MOSCOW, 5 Oct – PRIME. Stock exchange prices for gas in Europe closed trading on Wednesday with a 7% increase, rose to almost $1,800 per thousand cubic meters, although quotes fell below $1,600 per thousand cubic meters during the day, according to data from the London ICE exchange.
Futures contracts on the TTF index opened trading in positive territory, in the first minutes they cost $1,700.6 per thousand cubic meters (+1.5%). In the first half of the day, prices were declining, the minimum was reached at 11.10 Moscow time – 1583.2 dollars per thousand cubic meters (-5.5%).

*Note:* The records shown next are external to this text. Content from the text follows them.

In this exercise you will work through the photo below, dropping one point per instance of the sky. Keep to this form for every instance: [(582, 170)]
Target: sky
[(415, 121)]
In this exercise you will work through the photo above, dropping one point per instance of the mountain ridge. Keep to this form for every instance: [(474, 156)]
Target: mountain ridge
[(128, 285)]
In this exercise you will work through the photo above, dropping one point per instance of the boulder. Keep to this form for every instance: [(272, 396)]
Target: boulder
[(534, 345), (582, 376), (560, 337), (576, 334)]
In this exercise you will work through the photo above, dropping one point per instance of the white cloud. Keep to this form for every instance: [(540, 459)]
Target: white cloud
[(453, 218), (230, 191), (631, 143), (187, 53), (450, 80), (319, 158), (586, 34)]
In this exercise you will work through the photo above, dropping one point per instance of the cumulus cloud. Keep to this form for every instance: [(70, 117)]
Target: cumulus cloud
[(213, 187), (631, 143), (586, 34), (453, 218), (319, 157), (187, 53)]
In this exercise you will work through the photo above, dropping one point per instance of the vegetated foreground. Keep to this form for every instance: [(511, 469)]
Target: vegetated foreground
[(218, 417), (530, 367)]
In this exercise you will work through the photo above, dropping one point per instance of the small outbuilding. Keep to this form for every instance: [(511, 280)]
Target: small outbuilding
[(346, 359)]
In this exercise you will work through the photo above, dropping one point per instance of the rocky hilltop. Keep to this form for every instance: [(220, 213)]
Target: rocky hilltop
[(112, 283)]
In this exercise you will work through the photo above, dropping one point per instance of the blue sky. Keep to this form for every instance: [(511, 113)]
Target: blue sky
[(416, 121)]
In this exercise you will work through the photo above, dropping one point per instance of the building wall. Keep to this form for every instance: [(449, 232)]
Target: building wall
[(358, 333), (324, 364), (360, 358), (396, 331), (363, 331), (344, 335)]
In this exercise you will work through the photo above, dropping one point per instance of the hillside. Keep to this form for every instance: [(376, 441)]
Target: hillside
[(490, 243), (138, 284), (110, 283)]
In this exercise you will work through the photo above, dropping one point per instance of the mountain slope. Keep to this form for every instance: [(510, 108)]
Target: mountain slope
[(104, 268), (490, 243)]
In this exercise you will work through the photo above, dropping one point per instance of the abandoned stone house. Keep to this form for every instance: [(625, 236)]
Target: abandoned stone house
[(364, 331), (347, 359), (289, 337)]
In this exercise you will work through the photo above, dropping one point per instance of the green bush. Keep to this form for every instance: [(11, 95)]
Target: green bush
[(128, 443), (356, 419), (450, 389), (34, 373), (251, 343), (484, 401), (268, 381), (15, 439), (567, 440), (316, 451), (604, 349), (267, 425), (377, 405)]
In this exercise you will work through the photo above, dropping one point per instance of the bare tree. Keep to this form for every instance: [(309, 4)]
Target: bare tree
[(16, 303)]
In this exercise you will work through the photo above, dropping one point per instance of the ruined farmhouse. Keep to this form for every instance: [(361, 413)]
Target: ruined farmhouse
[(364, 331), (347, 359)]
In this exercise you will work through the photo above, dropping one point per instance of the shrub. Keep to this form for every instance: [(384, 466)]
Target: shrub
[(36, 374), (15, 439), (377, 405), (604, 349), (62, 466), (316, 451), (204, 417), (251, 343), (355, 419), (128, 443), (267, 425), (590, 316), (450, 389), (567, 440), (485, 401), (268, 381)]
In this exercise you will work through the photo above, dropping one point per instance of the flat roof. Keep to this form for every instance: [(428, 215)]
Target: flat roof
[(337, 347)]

The downside factor was that Gazprom reported that it and buyers in Italy managed to find a solution for the supply of Russian gas, the transport of raw materials through Austria, which was stopped on October 1, is being resumed. In the second half of the day, however, prices began to rise, the price maximum was reached at 18.27 Moscow time – 1832.4 dollars per thousand cubic meters (+9.4%). Bidding closed with a 7.2% increase – the closing price was $1,795.5 per thousand cubic meters. The dynamics is based on the settlement price of the previous trading day – $1,675.6 per thousand cubic meters.
The average settlement price of the nearest futures in September fell to $2,093 (-14.6%). In May, the figure was $1,030, in June it was almost $1,180 (+14.6% on a monthly basis), and in July it was about $1,805 (+53%). In August, the price slightly exceeded $2,450 (+35.7%), which was a record in the history of gas hubs in Europe since 1996.
Back in early March, gas prices in Europe, due to fears of a ban on the import of Russian energy resources, updated their historical highs for four days in a row. The price record of $3,892 per thousand cubic meters was reached on March 7. The last explosive growth, at the end of August, was associated with the announcement of Gazprom about the suspension of the Nord Stream gas pipeline for three days for scheduled maintenance. Quotes jumped above 3500 dollars per thousand cubic meters and updated historical records of the settlement price several times.
The start of a special military operation and related sanctions have affected the decline in Russian gas exports to Europe. Due to non-payment of gas under the new scheme in rubles, Gazprom stopped deliveries to Bulgargaz to Bulgaria, PGNiG to Poland, Gasum to Finland, GasTerra to the Netherlands, as well as Shell Energy Europe to Germany and Orsted to Denmark. Deliveries along the main route, Nord Stream, as well as Yamal-Europe, have ceased, and the Ukrainian gas transmission system has significantly decreased.